Karena itu, menjadikan air hujan sebagai obat dengan cara diminum, ini butuh dalil atau bukti secara ilmiah.

Dalam fatwa Islam, terdapat pertanyaan tentang hukum menjadi air hujan sebagai obat. Keterangan dalam fatwa islam,

فمن حرص على التعرض للمطر والإصابة منه بالغسل أو الشرب تبركا به ، فلا بأس عليه ولا حرج .ولكن لا ينبغي نسبة الشفاء إلى هذا الماء إلا بدليل ، وإن كانت البركة الثابتة لهذا الماء قد تنفع في العلاج ، ولكن لا نجزم بوقوع العلاج والشفاء ما لم يرد نص شرعي خاص به ، ولا ينبغي الجزم بذلك للناس

Orang yang hujan-hujanan atau mandi hujan atau meminumnya dalam rangka mencari berkah, hukumnya boleh dan tidak berdosa. Hanya saja, selayaknya tidak meyakini air ini sebagai obat, kecuali berdasarkan bukti.

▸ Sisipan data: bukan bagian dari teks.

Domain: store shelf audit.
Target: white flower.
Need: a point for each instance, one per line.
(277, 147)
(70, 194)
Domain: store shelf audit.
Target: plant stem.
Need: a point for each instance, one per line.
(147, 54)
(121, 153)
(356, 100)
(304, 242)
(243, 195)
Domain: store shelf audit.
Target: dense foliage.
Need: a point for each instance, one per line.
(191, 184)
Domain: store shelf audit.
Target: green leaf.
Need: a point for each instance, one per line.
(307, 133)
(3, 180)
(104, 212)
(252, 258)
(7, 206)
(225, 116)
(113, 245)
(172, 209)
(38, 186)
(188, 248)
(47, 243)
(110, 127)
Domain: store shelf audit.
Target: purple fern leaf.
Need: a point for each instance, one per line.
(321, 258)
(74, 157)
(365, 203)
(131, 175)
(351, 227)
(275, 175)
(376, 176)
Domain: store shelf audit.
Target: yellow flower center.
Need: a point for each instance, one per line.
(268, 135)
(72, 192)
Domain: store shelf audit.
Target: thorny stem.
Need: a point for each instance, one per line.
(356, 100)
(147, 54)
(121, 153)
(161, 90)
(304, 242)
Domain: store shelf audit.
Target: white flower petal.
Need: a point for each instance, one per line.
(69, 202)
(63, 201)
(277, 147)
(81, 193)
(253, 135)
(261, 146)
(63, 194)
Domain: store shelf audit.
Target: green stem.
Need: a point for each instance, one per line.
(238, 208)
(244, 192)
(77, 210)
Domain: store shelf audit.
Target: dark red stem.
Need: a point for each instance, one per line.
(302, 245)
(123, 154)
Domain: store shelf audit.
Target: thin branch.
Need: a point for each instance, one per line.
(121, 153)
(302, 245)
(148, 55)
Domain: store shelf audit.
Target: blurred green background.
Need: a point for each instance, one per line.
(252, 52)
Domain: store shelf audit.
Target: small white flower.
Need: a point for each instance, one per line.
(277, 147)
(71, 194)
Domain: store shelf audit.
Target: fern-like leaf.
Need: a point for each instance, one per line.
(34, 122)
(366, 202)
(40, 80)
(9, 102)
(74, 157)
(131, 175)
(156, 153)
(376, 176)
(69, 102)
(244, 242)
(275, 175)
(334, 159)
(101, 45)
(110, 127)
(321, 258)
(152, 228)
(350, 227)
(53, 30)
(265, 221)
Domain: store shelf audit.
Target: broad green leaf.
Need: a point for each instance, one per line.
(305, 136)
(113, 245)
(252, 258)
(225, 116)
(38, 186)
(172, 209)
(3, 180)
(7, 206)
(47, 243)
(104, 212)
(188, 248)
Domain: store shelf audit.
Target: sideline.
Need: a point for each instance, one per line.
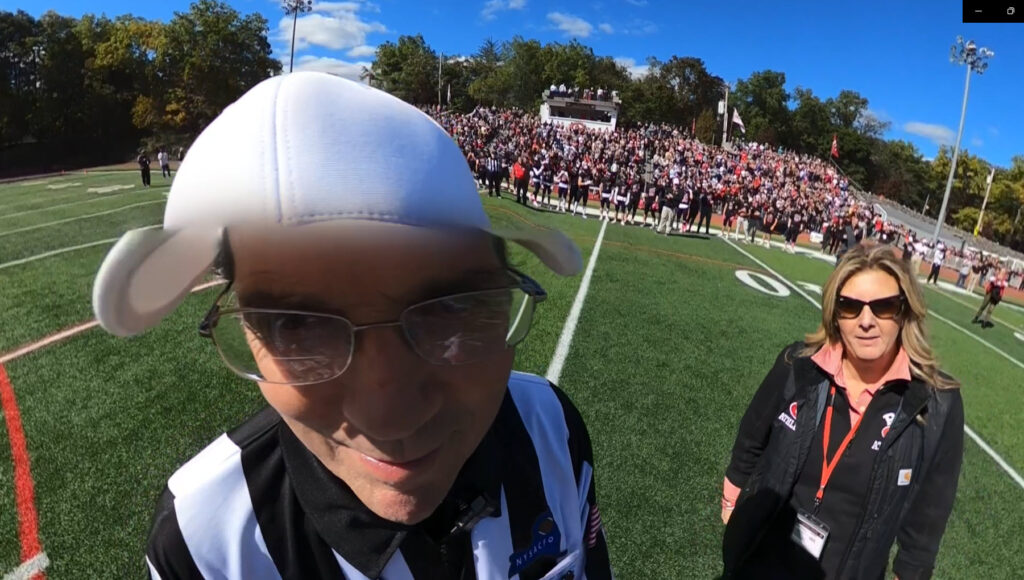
(568, 330)
(77, 217)
(66, 250)
(75, 330)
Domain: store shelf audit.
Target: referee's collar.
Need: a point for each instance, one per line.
(366, 540)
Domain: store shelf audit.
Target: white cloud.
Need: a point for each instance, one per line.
(361, 50)
(938, 134)
(640, 28)
(492, 7)
(331, 25)
(880, 115)
(334, 66)
(636, 71)
(571, 26)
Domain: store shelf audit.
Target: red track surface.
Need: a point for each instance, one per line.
(25, 499)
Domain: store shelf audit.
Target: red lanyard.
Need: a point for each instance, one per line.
(828, 466)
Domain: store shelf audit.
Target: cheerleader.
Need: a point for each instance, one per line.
(683, 211)
(793, 232)
(563, 189)
(636, 187)
(606, 189)
(547, 176)
(622, 201)
(583, 192)
(535, 179)
(768, 225)
(650, 203)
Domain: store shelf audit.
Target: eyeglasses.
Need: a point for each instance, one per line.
(283, 346)
(887, 308)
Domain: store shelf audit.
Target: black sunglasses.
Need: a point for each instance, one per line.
(888, 307)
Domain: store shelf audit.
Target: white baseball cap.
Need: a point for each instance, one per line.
(295, 150)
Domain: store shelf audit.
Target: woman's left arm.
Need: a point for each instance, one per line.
(922, 530)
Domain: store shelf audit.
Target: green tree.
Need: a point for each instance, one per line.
(762, 100)
(207, 58)
(811, 128)
(695, 89)
(20, 53)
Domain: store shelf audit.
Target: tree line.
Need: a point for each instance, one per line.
(76, 91)
(89, 90)
(682, 91)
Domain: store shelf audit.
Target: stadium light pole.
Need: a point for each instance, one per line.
(293, 8)
(976, 60)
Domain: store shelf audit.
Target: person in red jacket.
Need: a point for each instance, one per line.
(994, 289)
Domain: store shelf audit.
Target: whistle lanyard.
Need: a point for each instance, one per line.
(828, 466)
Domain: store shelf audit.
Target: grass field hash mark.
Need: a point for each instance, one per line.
(76, 218)
(967, 429)
(32, 569)
(59, 206)
(65, 250)
(74, 330)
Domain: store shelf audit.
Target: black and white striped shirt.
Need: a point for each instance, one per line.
(256, 503)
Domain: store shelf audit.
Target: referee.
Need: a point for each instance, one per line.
(378, 314)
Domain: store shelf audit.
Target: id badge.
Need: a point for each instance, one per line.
(810, 533)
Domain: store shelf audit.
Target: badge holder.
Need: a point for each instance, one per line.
(810, 533)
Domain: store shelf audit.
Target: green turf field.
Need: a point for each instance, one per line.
(668, 350)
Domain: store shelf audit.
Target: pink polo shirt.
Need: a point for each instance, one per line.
(829, 359)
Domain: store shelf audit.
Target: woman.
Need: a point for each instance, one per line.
(805, 498)
(563, 189)
(606, 188)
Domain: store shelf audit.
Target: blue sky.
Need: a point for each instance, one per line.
(894, 53)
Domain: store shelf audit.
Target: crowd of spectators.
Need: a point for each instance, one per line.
(582, 93)
(678, 181)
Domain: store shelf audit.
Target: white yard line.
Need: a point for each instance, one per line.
(29, 568)
(76, 218)
(68, 333)
(975, 307)
(58, 206)
(568, 330)
(985, 447)
(65, 250)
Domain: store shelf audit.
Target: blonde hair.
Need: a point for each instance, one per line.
(912, 336)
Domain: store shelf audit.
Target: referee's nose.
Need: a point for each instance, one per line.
(388, 396)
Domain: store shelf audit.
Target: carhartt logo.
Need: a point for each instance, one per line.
(790, 418)
(889, 422)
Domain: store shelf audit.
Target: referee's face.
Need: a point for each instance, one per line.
(393, 426)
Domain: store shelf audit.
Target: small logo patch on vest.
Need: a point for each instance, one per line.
(790, 418)
(546, 541)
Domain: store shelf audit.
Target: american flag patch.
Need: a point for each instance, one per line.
(593, 526)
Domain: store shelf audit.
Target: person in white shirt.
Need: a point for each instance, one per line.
(938, 256)
(165, 163)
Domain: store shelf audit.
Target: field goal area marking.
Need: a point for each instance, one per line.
(967, 429)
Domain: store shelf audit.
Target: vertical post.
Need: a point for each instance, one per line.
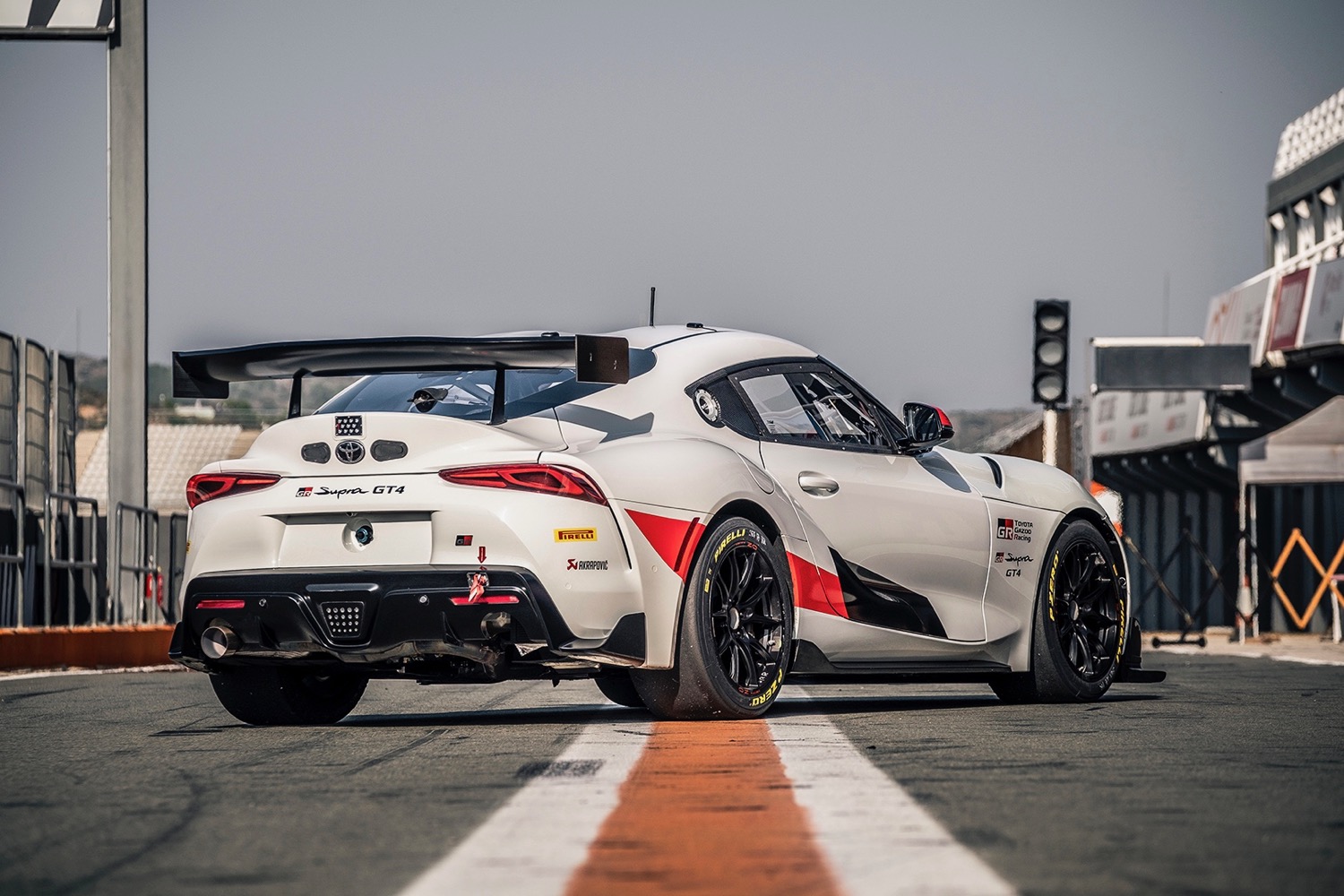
(128, 269)
(1050, 437)
(1336, 634)
(1244, 590)
(53, 474)
(1253, 532)
(21, 473)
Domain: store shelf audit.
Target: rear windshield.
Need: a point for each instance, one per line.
(461, 394)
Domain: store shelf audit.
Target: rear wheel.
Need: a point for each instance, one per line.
(1080, 632)
(288, 696)
(737, 630)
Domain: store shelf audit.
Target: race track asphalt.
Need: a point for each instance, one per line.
(1228, 778)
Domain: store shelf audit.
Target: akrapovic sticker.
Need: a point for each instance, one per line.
(588, 565)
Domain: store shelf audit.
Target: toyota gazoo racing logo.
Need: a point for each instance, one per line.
(349, 452)
(1013, 530)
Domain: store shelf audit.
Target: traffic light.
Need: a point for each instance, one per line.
(1050, 354)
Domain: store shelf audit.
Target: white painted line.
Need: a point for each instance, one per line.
(1261, 654)
(534, 842)
(1308, 661)
(876, 837)
(56, 673)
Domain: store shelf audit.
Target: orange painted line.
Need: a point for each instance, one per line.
(707, 809)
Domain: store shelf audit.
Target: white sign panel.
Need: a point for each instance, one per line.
(1325, 314)
(1238, 317)
(1124, 422)
(40, 18)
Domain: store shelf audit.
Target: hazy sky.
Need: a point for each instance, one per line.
(889, 183)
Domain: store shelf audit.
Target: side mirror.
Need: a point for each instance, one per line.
(926, 427)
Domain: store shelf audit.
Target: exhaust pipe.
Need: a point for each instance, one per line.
(218, 642)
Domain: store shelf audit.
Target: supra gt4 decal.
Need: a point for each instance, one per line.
(322, 490)
(1015, 559)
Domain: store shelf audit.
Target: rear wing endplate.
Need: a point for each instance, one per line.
(207, 373)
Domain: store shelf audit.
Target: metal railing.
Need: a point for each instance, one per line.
(11, 562)
(73, 549)
(139, 573)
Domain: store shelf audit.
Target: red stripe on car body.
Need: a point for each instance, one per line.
(816, 589)
(674, 540)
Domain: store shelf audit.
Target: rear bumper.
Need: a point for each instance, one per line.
(386, 616)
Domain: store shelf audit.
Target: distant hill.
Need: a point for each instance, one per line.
(263, 402)
(249, 405)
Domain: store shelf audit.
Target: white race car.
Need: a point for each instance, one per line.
(687, 516)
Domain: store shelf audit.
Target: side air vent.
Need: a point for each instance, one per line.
(997, 470)
(316, 452)
(383, 450)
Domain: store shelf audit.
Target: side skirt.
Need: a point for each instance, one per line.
(811, 667)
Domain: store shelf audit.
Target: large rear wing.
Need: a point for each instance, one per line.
(207, 373)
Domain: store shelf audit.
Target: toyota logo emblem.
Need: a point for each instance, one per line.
(349, 452)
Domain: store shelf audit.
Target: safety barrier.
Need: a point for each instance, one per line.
(1330, 582)
(137, 584)
(11, 556)
(1246, 613)
(73, 549)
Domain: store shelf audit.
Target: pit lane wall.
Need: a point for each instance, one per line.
(64, 646)
(1174, 460)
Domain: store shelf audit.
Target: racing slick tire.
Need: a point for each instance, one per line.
(1080, 632)
(288, 696)
(618, 688)
(737, 630)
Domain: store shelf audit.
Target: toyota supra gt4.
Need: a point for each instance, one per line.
(688, 516)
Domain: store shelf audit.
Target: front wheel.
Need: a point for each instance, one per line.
(288, 694)
(1080, 632)
(737, 630)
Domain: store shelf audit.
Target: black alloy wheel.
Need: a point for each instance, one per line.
(746, 619)
(1078, 635)
(737, 630)
(1086, 608)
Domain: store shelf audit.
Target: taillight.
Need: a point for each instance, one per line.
(529, 477)
(204, 487)
(217, 603)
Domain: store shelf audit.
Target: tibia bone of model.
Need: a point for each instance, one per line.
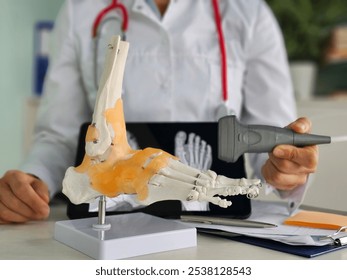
(111, 167)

Meskipun keberkahan air hujan, bisa jadi bermanfaat untuk pengobatan. Akan tetapi, kita tidak menegaskan adanya unsur obat, selama tidak ada dalil yang secara khusus menyebutkan hal ini. Dan tidak selayaknya menegaskan hal itu kepada masyarakat. (Fatawa Islam, 164231)

Demikian…

Allahu a’lam

Dijawab oleh Ustadz Ammi Nur Baits (Dewan Pembina Konsultasisyariah.com)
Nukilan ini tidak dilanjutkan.